Thread: Prompt Engineering and LLM Control
Summary
This thread documents the evolution of prompt engineering techniques specifically for game engines and narrative generation. The community moved from relying on LLM decision-making to treating LLMs as controlled narration engines, with prompting serving to constrain rather than empower the AI.
Core Philosophy Shift
Early Phase: LLM as Decision Maker
Initial attempts gave LLMs significant autonomy:
- Parse player input and update state
- Make game logic decisions
- Generate events and consequences
Result: Unreliable, inconsistent, prone to hallucinations
Later Phase: LLM as Narration Layer
Final consensus architecture:
- Backend makes all decisions deterministically
- LLM receives structured instructions
- LLM’s only job is converting data → natural text
Core Insight
“Turns out that when you take away decision making from the LLM it behaves much better.” - User-veritasr
Key Techniques
1. Chain of Thought (CoT) Prompting
Concept: Have the LLM “think through” the response step-by-step before generating final output.

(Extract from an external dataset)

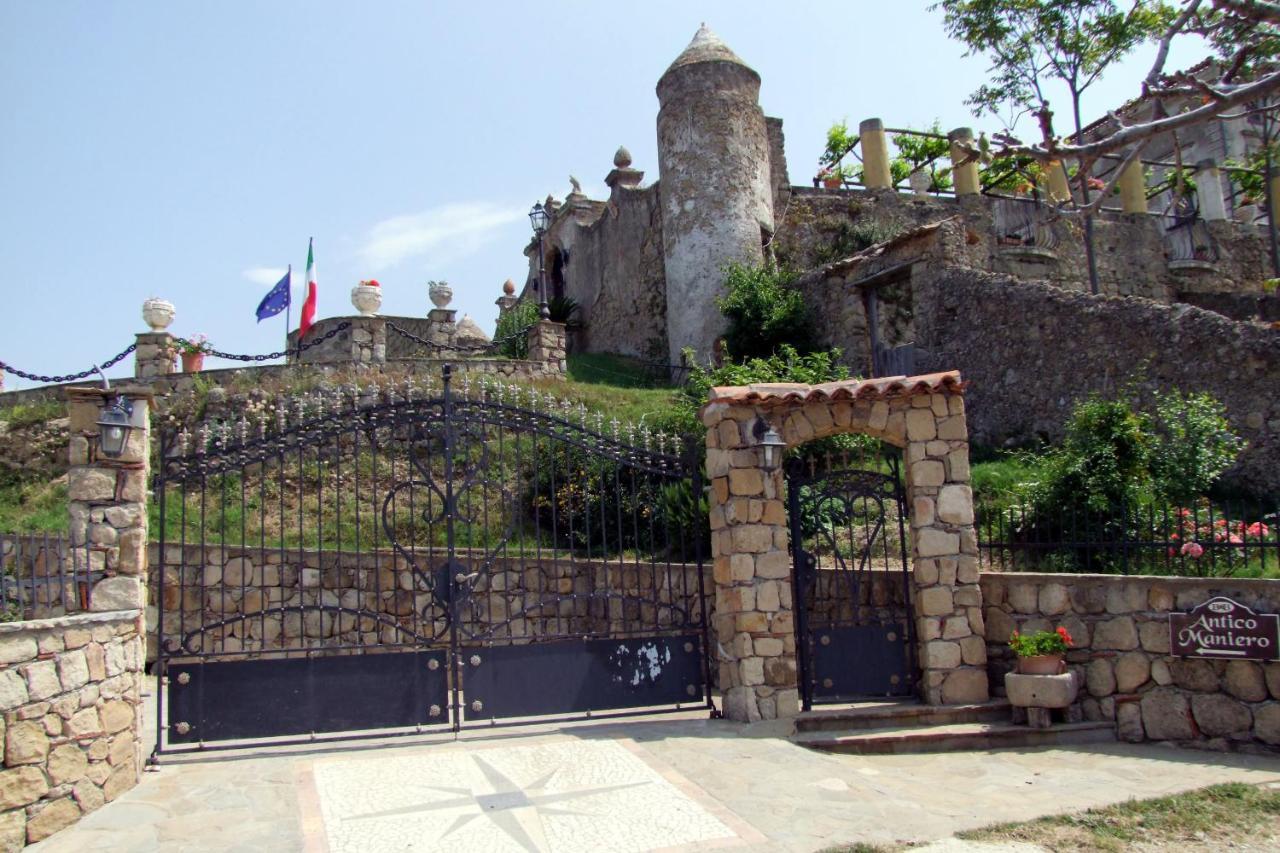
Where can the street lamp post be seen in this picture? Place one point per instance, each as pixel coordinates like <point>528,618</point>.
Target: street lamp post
<point>539,219</point>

Early Implementation (User-50h100a):
Health:
If prompt ends here, LLM instinctively fills in the blank.
Character State Example:
> Character: Bob
> Location: Tavern
> Mood: Nervous
> What Bob wants: Information about the quest
> What Bob will say:
Benefits:
- Forces LLM to consider context
- Reduces impulsive/random responses
- Creates implicit “reasoning” chain
Downsides:
- Slower generation (more tokens)
- Requires careful prompt structure
- Can be verbose
CoT Best Practice
“You just tell the llm to start every response with x,y, and z. It’ll ‘think’ for itself.” - User-underscore_x
2. Few-Shot and One-Shot Prompting
Purpose: Provide examples of desired output format
Basic Example:
Example 1:
Input: "I draw my sword"
Output: action(draw) ~ item($sword) by(character($player))
Example 2:
Input: "She whispers nervously"
Output: action(speak) ~ manner($whisper) emotion($nervous) by(character($npc_name))
Now convert: "[user input]"
When to Use:
- Teaching LLM new formats (like NDL)
- Constraining output structure
- Preventing rambling responses
Discussion from Transcript:
User-50h100a: “note that this requires few-shot or at least one-shot unless you are clever with formatting”
User-monkeyrithms: “gpt-4 was very good, its the only model that can kinda-sorta one-shot a good RP with all the rules just added to the context”
3. Statblock Prompting
Two Approaches:
Prefix (Guide the LLM):
[Current Status]
Health: 85/100
Stamina: Tired
Mood: Anxious
Recent Events: Just escaped from guards
[Continue the story...]
LLM’s output is influenced by these states.
Postfix (For the Reader):
[Story continues...]
--- Status Update ---
Health: 75/100
Thoughts: "I need to find shelter"
Arousal: 0
LLM summarizes for reader, doesn’t affect generation.
Consensus: Prefix is more useful for game logic.
4. Constraint-Based Prompting
Philosophy: Tell LLM what it CAN’T do rather than what it CAN do.
Example from User-yukidaore:
{{char}} is a logical and realistic text adventure game
{{user}} has no equipment, items, powers, abilities, skills, or magic
unless explicitly mentioned otherwise
Impossible actions must fail
Why This Works:
- Easier to enumerate constraints than possibilities
- Prevents creative hallucination
- Aligns with how LLMs pattern-match
Application: Prevents diamond horses and spontaneous teleportation.
5. Function-Like Keywords
Early Proposal (User-50h100a, January 2024):
FunctionRoll(Willpower, Ram Girl Lyre)
→ Stop generation
→ Perform roll programmatically
→ Inject result
→ Continue generation
This predated mainstream function-calling but pointed toward the same concept.
Evolution: By mid-2024, most APIs supported native function calling.
6. Separation of Actions and Dialogue
Problem: LLMs blend narration, action, and dialogue inconsistently.
Solution (User-irovos):
“From the basic get go, i think you need to separate actions and dialogue”
Implementation Examples:
Approach A - Structured Format:
[Action]: Character draws sword
[Dialogue]: "Stand back!"
[Narration]: The blade gleams in the firelight
Approach B - Parsing Markers:
*draws sword dramatically* "Stand back!" The blade gleams...
Then parse asterisks for actions, quotes for dialogue.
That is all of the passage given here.